# Marathon Key Report



## Capt. Mickey Locke (Oct 4, 2007)

Well we done our yearly vacation down to Marathon and man were the seas rough we stayed from Aug 1st through the 14th and I think we had 2 days toward the end where the seas were 2-3 most of the time they were 3-5+. Done a few dives the first week with very little vis and killed a few Mangroves and Hogfish. The second week was a little better we found a spot about 10 miles southwest of Marathon that was clear everyday we went. Water was around 45-55ft and so was the vis and Hogfish galore only if we would have found this spot the first week. Its was a good time away from work with good friends so that made up for everything.


----------



## lobsterman (Sep 30, 2007)

Good job, where were all the bugs at?


----------



## Capt.
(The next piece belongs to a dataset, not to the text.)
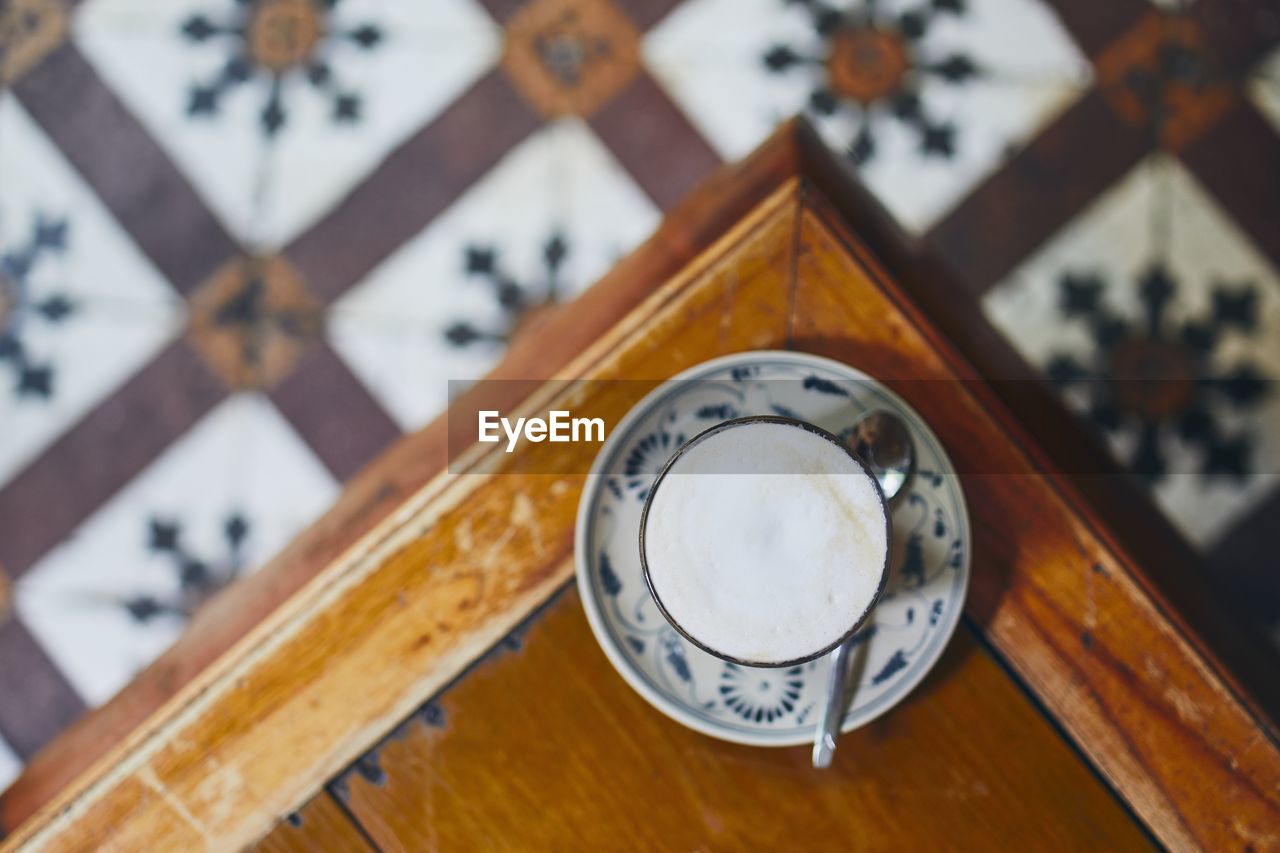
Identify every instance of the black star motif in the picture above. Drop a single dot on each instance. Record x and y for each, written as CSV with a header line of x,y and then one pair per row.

Mickey Locke (Oct 4, 2007)

We got around 70 but there on my buddies camera, piles of shorts down there this year!


----------



## lobsterman (Sep 30, 2007)

I used to go to Marathon all the time and quit and started going to Ft Pierce. Used to be less people amd more bugs and way bigger too.


----------



## Live4Fish (May 12, 2009)

thats a nice haul and hog fish sure are tasty1


----------



## recess (Oct 8, 2007)

mmmmmmmmmmmmmmmmmmmmmmmmmmmmmmmmmmmmmmmmmmmmmmmmmmmmmmm mmmmmmmmmmmmmmmmmmmmmmmmmmmmmmmmmmmmmmmmmmmmmmmmmmmmmmmnow thats what i'm talking about right there

oh so good ,you can't beat fresh hogfish.

TIM


----------



## HaterAide (Nov 9, 2007)

That is a fine mess of hogfish you have there. What a trip.


----------



## Matt09 (Jun 6, 2008)

Cool! I Have always wanted to fish down there.


----------



## Gator (Feb 8, 2008)

I've never tasted hogfish, what would you compare them to? Great haul


----------